说到这里,一直情绪平稳的男人竟也充满厌恶地干呕了一下,那双目里仿佛填满了黑泥。
“你们能想象吗?两个成年人竟将迄今为止的罪责全都推给年幼的女儿,在那么多人面前大肆侮辱、贬低她,将她形容成一头主动作恶、用暴力胁迫他们服从的邪恶怪物,只为把在场所有人的仇恨都转移到不善言辞的孩子身上,保全自己的性命……父母当着亲女儿的面说这些,那孩子这才明白之前的亲切关怀都只是做戏,温暖家庭的梦也在一瞬间破灭,精神世界彻底坍塌了。
那是她第一次情绪崩溃到异能彻底失控,组织死伤了十几个战力才得以阻止。而暴走里最早惨死的就是她的父母,极近距离、连躲闪都来不及,就这样被影子压得不成人形。”
伊达短暂的停顿里,房间里一片死寂。所有人都低着头,躲避着彼此目光的接触,不想让任何人细看自己此时的表情。
“父母最后的出卖,以及弑亲的事实,让这孩子受到了前所未有的打击,从那以后她就变得极度不稳定,很容易受到外界刺激然后暴走。组织相中了她强大的异能,决定留她一命,我也被指定为她的搭档兼监护人,负责稳定她的状态、对她下达指令,我们一起为组织卖命……
但她还只是个孩子,本应像其他孩子一样有一个普通的童年,却这样被人当作用完即弃的杀人机器使用,我实在无法坐视不管。我最后带着她逃离了组织,一直逃命到今天。”
故事似乎就要告一段落。伊达抬起手来,指尖透着白色手套轻触着自己下颚处裸露着的骨骼,占据了近半张脸的那团火焰并没有将手套点燃。

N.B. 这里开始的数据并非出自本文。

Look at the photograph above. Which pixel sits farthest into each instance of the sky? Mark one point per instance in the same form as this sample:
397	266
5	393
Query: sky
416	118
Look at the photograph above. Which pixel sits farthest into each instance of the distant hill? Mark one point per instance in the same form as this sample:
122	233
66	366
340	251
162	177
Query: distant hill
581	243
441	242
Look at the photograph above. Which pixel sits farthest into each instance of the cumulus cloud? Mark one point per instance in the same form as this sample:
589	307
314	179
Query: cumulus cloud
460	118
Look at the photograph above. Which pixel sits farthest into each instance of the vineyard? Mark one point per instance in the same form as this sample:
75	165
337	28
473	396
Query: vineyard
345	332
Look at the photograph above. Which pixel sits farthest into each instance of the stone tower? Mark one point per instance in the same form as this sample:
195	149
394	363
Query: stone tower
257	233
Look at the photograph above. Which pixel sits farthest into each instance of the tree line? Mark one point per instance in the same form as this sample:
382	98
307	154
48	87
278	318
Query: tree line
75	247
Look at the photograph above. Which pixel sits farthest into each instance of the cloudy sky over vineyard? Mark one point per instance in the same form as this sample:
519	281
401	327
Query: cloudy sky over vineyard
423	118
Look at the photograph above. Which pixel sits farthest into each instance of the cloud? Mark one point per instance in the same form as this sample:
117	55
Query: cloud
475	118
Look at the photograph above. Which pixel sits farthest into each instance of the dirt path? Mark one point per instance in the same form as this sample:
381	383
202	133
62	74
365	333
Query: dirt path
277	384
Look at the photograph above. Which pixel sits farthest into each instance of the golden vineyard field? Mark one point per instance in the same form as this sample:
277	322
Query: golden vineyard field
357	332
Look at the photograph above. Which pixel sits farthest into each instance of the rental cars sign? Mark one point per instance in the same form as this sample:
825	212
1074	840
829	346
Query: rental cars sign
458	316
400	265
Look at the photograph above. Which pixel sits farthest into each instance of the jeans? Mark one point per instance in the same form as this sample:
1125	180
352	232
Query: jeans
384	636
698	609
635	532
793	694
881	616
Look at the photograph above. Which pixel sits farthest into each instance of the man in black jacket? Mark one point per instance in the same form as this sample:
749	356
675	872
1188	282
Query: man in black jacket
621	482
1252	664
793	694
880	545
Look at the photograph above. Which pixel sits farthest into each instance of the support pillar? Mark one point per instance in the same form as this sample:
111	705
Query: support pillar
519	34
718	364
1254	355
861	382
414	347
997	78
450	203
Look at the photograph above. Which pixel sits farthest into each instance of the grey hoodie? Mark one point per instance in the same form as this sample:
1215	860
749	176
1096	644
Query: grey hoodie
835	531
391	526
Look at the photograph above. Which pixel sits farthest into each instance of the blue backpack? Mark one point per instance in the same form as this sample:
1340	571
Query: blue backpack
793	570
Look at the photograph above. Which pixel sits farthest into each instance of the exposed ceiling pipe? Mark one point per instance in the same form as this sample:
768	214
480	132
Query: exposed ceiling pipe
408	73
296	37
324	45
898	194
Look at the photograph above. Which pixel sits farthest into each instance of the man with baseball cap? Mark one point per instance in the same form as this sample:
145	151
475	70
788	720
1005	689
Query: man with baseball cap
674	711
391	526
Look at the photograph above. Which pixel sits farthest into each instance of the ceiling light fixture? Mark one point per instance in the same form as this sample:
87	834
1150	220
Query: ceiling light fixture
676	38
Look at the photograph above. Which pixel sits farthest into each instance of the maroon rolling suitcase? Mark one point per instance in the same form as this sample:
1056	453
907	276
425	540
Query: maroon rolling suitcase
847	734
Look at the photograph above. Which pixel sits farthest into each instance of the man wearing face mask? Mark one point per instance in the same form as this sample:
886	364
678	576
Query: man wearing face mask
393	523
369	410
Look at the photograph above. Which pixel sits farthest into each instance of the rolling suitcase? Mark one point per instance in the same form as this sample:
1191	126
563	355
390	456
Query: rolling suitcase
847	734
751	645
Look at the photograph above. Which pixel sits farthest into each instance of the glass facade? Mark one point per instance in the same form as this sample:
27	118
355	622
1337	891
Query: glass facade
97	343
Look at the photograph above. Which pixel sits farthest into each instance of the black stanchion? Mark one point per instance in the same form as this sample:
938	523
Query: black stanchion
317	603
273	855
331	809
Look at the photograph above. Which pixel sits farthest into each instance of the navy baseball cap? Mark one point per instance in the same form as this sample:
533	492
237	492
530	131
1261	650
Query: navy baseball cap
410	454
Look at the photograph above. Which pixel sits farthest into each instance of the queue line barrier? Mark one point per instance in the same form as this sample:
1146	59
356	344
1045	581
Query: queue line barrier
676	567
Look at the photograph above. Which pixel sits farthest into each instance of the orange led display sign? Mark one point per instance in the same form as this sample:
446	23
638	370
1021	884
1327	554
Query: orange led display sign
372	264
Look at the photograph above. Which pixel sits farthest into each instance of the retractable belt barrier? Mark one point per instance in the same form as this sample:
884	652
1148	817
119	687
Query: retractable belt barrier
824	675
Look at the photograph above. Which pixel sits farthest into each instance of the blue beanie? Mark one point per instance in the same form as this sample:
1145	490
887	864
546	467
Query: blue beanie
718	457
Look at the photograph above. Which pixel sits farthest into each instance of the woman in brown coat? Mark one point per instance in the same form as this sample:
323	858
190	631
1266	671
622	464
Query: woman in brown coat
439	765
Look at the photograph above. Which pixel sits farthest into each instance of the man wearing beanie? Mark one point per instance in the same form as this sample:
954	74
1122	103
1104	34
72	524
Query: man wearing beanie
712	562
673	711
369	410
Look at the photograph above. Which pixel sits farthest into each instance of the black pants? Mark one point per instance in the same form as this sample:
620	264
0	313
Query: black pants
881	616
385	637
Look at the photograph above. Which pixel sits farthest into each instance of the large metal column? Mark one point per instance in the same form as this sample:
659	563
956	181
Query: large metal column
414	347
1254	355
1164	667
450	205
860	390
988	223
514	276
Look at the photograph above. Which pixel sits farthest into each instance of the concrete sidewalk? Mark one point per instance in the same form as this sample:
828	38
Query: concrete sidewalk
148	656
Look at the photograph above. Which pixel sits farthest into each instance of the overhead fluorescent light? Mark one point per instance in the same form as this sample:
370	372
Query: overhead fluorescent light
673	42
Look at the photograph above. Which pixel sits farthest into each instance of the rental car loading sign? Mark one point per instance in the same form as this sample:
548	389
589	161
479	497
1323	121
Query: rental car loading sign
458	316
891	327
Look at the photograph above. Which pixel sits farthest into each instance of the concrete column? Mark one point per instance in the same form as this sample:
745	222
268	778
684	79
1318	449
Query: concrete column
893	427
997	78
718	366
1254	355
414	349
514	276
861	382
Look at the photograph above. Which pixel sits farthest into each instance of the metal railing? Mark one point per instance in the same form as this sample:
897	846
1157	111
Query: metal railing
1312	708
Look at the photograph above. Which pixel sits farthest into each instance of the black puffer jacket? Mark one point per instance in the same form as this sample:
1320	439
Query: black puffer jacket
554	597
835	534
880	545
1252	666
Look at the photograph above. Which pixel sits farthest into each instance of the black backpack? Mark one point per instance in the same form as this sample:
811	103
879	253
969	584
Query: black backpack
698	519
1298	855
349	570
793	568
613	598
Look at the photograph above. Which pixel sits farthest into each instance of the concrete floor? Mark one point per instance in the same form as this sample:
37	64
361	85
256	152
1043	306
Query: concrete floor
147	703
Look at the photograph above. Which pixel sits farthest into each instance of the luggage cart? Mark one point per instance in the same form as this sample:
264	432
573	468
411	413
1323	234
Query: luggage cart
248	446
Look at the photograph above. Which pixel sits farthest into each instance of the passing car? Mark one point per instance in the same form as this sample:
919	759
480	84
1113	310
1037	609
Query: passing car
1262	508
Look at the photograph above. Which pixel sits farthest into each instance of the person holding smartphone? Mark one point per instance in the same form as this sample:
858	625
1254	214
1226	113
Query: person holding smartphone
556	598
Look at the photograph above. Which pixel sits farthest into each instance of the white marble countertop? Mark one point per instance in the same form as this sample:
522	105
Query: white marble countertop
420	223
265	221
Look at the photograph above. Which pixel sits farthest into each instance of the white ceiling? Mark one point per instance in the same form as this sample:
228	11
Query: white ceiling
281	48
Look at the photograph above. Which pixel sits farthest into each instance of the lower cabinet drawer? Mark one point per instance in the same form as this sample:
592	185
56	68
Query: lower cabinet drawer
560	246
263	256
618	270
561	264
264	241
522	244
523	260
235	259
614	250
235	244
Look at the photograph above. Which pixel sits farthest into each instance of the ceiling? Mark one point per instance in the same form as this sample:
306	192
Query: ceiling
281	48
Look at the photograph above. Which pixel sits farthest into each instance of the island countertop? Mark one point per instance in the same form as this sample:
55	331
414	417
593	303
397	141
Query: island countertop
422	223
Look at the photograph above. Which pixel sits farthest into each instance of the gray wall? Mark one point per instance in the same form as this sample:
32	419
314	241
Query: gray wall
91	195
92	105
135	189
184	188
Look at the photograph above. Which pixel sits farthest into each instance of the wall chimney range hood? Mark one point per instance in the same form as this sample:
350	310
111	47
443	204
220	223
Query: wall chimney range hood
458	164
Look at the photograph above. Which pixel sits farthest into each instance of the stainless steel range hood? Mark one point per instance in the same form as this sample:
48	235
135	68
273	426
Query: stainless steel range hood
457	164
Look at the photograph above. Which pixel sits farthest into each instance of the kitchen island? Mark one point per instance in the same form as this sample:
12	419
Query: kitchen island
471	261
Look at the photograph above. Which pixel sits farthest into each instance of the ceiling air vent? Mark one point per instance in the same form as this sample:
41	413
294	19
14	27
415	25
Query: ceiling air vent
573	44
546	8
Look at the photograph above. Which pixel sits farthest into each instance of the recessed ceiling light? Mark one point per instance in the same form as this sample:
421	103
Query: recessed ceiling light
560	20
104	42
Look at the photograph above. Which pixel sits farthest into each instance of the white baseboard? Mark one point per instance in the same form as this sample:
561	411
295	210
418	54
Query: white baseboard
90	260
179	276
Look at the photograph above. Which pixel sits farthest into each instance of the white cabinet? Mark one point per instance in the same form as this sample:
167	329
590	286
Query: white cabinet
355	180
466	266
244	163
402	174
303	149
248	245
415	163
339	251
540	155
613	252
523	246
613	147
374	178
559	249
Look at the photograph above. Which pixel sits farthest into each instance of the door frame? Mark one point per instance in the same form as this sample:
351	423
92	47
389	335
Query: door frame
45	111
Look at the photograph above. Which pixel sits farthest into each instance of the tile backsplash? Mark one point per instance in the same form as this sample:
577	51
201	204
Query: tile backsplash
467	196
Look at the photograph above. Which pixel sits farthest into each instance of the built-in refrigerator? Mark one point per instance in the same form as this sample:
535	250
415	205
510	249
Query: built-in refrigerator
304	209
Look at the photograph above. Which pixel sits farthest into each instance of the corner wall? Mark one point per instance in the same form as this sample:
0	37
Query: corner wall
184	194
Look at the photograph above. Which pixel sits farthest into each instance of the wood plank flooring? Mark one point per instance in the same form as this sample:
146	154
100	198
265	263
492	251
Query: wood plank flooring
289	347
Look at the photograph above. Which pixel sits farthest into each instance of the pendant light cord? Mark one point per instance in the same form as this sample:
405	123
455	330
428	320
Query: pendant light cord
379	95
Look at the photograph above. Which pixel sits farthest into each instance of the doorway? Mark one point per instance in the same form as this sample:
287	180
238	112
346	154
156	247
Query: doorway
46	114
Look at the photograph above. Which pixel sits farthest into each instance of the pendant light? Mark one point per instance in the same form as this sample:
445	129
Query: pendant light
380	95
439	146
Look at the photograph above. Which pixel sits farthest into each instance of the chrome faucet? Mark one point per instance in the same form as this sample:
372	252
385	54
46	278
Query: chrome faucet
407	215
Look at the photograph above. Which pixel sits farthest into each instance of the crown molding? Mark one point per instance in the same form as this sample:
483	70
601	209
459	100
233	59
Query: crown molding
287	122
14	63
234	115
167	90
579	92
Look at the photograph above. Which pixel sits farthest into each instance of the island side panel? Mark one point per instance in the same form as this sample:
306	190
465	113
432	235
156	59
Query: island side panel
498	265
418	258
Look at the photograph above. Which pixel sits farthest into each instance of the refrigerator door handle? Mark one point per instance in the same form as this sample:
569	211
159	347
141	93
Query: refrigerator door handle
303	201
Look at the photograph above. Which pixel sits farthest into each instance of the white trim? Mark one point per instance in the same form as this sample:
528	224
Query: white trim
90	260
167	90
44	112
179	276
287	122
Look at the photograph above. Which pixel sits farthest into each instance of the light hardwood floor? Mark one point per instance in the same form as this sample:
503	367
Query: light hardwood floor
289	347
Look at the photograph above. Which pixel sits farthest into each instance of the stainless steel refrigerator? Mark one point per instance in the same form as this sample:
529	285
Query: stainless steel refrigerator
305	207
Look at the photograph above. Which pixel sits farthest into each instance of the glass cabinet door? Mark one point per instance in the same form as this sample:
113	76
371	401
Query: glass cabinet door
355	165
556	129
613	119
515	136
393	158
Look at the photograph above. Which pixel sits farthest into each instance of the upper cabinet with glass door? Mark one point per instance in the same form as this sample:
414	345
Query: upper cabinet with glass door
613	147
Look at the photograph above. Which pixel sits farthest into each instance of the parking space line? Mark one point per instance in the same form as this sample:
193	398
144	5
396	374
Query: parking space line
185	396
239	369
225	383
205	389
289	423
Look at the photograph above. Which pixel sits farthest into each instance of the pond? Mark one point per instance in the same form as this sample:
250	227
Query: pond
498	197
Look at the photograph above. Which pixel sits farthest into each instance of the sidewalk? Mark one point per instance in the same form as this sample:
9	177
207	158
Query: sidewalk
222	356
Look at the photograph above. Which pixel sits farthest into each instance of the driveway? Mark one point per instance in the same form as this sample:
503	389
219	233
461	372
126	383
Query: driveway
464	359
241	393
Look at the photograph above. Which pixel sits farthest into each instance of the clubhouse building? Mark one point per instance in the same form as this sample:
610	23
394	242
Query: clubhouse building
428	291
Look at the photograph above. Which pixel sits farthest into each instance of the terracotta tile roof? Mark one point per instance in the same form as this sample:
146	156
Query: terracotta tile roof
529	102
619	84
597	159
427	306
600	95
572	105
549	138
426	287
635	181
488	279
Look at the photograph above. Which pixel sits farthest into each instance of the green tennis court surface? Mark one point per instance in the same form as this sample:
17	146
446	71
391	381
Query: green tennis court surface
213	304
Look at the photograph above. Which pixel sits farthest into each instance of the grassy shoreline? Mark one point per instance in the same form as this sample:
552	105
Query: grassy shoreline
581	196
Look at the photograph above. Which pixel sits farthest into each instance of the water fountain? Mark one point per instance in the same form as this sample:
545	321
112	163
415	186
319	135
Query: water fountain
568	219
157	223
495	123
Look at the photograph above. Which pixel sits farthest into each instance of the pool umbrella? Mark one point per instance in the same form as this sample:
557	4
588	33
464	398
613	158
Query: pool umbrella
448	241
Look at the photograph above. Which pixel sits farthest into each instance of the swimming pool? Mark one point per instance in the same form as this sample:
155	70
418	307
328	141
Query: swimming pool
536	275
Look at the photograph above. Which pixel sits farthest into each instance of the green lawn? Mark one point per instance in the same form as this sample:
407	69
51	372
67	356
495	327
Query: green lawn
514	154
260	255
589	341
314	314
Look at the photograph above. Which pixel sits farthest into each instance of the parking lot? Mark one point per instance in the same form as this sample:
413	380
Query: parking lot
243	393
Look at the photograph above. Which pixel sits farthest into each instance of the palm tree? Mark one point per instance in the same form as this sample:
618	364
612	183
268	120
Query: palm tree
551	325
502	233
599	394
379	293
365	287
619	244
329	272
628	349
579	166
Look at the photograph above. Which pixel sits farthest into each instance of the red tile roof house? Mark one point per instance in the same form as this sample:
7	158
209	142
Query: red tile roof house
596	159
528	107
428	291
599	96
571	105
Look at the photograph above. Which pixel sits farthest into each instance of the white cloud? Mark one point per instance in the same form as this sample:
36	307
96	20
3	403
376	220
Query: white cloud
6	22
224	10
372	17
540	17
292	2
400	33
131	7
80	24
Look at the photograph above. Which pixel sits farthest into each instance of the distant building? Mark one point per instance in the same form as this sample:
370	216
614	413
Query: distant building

“至于我自己,作为带着星葵擅自脱离组织的惩罚,身上被施加了这团绝不会熄灭的火……除非我死去或者火焰的施术者死去,否则它会一直燃烧下去。”
“啊?这团火原来不是你异能的一部分吗?”归蝶有些诧异地插嘴道。
“当然不是。”话题由星葵转向自己,伊达的情绪也显得安定了许多,轻描淡写地回复,“这火是当时负责处刑我的适格者施加的异能。火从我脸上凭空生成,向外扩散,最终会蔓延到全身,不仅是血肉、连骨头也会烧得一干二净……中招之后我很快意识到了这点,所以切换到了变身状态,只要一直保持着变身,火势就不会再扩大,也不会引燃其他物体。”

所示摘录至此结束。